Rios Guide web cover

Continuity through changing times

“CEED was very important, and it’s continued to be,” says Weinberg. “It’s mushroomed now into all sorts of wonderful activities far beyond what we did. It’s giving away workshops, printed materials, and more. I take such pride in seeing what CEED has become.”

From three paid staff members in 1973, CEED—now administratively housed as a center in ICD—has grown to 14 full-time and several part-time staff under Bailey’s leadership. The center contributes to the early childhood field not just through traditional in-person training and events, but also through online learning that allows people anywhere in the world to access CEED’s unique expertise. Outreach to practitioners continues through an active blog, email newsletters, and a newly refreshed series of research-backed tip sheets discussing urgent topics from trauma and resilience to authentic assessment.

CEED staffers at an anniversary party.
From left: Tenth anniversary Minnesota Round Table on Early Childhood Education, 1983; CEED celebrated its 10th anniversary with a party and remarks by its founding staff members.

Some of CEED’s current projects include leading the revision of Minnesota’s Early Childhood Indicators of Progress (early learning guidelines that describe what children should be able to do before kindergarten), studying a pilot reflective supervision program for county child welfare workers, and partnering with the Greater Minneapolis Crisis Nursery to update and publish their in-house training curriculum.

Long-standing partnerships with state agencies have allowed CEED to have an impact at the state level. Meanwhile, collaborations within UMN have yielded results such as an online library of professional development resources (cd4cw.umn.edu) for child welfare workers co-created with the Center for Advanced Studies in Child Welfare and the Building Family Resiliency podcast (ceed.umn.edu/building-family-resiliency) co-created with the Institute on Community Integration. Most recently, Bailey and Elizabeth E. Davis, associate professor in the Department of Applied Economics, were awarded a four-year grant from the federal Office of Planning, Research, and Evaluation. Bailey and Davis will study the impacts of subsidies on providers’ and families’ participation in child care assistance programs.

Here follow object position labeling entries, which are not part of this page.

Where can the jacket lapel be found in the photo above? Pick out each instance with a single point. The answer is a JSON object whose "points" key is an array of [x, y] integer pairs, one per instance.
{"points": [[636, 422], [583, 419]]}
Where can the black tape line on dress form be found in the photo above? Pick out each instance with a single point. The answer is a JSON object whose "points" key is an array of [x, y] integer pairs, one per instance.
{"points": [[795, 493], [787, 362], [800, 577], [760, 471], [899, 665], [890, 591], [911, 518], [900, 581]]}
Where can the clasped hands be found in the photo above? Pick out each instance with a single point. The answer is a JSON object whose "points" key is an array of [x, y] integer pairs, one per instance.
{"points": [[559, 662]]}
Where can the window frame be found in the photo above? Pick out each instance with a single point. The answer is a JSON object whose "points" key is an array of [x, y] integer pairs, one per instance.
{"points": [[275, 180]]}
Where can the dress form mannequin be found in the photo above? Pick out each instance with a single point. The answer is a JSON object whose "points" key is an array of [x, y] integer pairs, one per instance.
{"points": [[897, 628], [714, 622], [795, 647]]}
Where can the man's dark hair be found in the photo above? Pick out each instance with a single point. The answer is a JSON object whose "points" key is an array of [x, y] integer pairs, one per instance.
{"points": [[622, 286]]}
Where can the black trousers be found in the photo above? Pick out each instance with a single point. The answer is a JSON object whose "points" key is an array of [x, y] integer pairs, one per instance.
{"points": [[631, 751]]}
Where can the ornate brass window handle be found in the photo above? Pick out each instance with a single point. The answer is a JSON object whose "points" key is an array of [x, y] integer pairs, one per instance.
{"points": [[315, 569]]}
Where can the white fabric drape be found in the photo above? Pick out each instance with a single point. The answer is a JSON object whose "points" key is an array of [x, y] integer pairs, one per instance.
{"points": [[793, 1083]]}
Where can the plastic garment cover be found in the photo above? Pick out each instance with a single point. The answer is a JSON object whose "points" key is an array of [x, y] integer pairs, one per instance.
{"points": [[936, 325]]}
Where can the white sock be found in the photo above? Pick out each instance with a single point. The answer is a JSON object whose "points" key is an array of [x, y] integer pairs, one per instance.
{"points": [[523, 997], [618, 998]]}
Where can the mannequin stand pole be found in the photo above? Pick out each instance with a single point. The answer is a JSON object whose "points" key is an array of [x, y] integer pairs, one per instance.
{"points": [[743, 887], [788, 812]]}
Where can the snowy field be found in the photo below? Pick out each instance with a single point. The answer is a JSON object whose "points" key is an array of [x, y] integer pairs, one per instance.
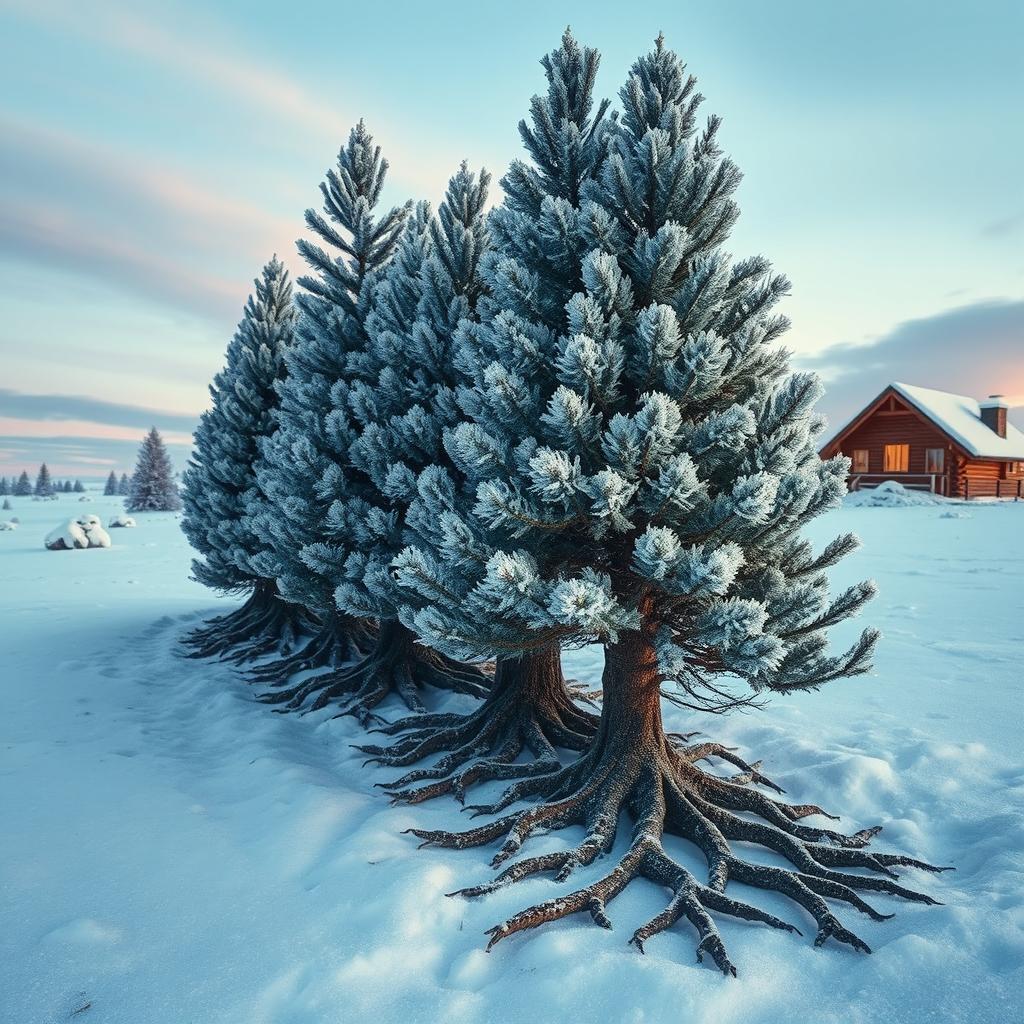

CEED's work with children.
Today, CEED’s work includes a variety of research and applied projects in the early childhood field.

“We work with state and federal agencies, foundations, nonprofits, and businesses,” says Bailey. “Looking at the big picture, there’s a kaleidoscopic quality to the work we do: it evolves in response to the needs of the field, which are not static. Our funding sources also speak to the fact that the organizations who choose to work with us trust that we produce work that’s reliable and impactful.”

Kerry Gershone works with CEED as professional development policy and implementation specialist at the Minnesota Department of Human Services.

“People at CEED have a certain je ne sais quoi that combines professionalism, passion, and compassionate humanity,” she says. “Often when we meet, in addition to discussing our agenda items, we’ll discuss important issues facing the field, how we approach our work, and best practices in providing high-quality education to both adults and children. I know that this content isn’t just work for CEED employees, it’s also their passion and area of expertise.”

Bailey agrees.

“I’m grateful for the people who have chosen to bring their talents, their curiosity, and their drive to CEED,” she says. “They show up every day excited to advance the early childhood field and ultimately, to have a positive impact on the lives of early childhood professionals and the children and families they serve.”